そのうち、2000年から2001年にかけて、日本のダスキンが行なっているアジアの障がい者向けのプログラムの研修生に選ばれ、日本で勉強する機会がありました。日本語に加え、日本の障がい者支援の状況などを学びました。帰国してからヤンゴン外国語大学の大学院で日本語を学ぼうと考えたのですが、簡単にはいきませんでした。教員から「目が不自由なのにどうやって勉強しようというのか。教え方もわからないし、あなたには無理だ」と言われ、断られました。しかし、すでに日本語が話せることや、音声ソフトを使って学習ができることなどを伝えて、やっと入学が認められたのです。ミャンマーで障がい者が何かをやろうとすると、自分ができるということを示さないといけないのですね。

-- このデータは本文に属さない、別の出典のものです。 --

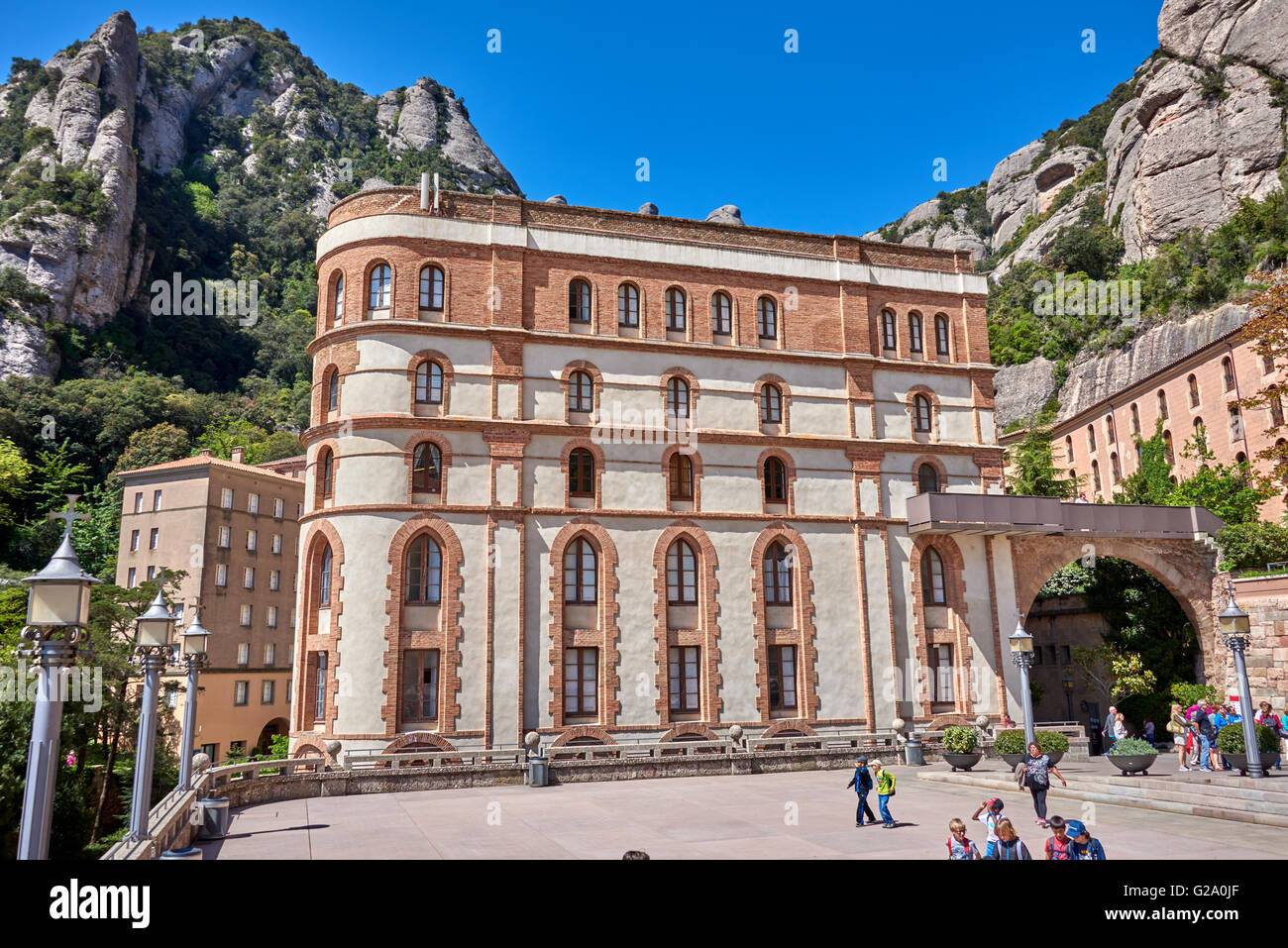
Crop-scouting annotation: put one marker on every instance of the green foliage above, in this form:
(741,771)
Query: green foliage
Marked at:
(958,740)
(1252,545)
(1012,741)
(1131,746)
(1231,740)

アウンコミンさん1975年ヤンゴン生まれ。弱視の視覚障がいがある。高校卒業後に障がい者支援活動に携わり、大学では哲学を学ぶ。ダスキンの障がい者支援事業の研修生として日本で学び、ヤンゴン外大の大学院でも日本語を学習した。現在ミャンマー障がい者連盟会長。
――現在はどのような活動をしているのですか

 

はい、私が会長を務めるミャンマー障がい者連盟は、2015年に施行された障がい者権利法で定めらえた団体です。選挙によって会長が選ばれ、新政権が発足した2016年3月に誕生しました。各種の障がい者団体との調整や、政府への提言、市民への啓もう活動などを行っています。

 

例えば、政府は今年の8月から、障がい者の登録カードを試験的に交付する事業を始めました。聴覚障がい者や知的障がい者は見ただけでは障がいの有無がわからないので、それをカードで証明することができます。また、今はあまり政府の障がい者への支援はないのですが、将来的に支援が拡充した場合に、誰が支援を受けられるのかを判断する役割も果たします。こうした施策に協力することも役割のひとつです。

 

――ミャンマーの障がい者はどんな問題に直面しているのですか。

 

2014年の調査によると、ミャンマーでは人口の4.6%が、視覚・聴覚・身体・知的のいずれかの障がい者に該当するとされています。しかし、統計に現れない障がい者を含めればもっと多いと考えています。決して少数の人の問題ではありません。

 

例えば教育の機会です。教員に障がい者受け入れるノウハウや考えがないため、入学を拒否される障がい者もいます。また、学校の施設が障がい者が使いづらい構造になっているため、政府にはバリアフリーに配慮した校舎を作るように提言しています。通学するには家族の協力も必要であるため、周囲の理解も重要になってきます。また、雇用の機会を作ることも大切です。諸外国にあるように、一定割合で障がい者の雇用を企業に義務づけることが重要です。障がい者福祉法ではこの義務について盛り込まれていますが、実際に何%にするかが決まっていないため、まだ実施されていない状況です。この議論を進める必要があります。

 

人の考え方も変わる必要がありますね。ミャンマーで広く信仰されている仏教では、自業自得という考え方があり、「障がいがあるのは前世の行いが悪いからだ」という、医学的観点からすると根拠のない考えを持つ人もいます。また、障がい者自身も自分の障がいについてよく理解していないケースもあります。自信を失ってしまう障がい者も少なくありません。この点で障がい者の能力開発も求められています。数多くの問題があるのですが、解決に向けた活動を続けていきたいと思います。

 

【インタビューを終えて】

アウンコミンさんの言葉には自信が溢れている。それは「あなたには無理だ」と言われ続けてきた状況を、努力で乗り越えてきた経験の積み重ねによるものなのだろう。そうした思いを少しでも多くの人にわかってほしいと願う気持ちが伝わる取材だった。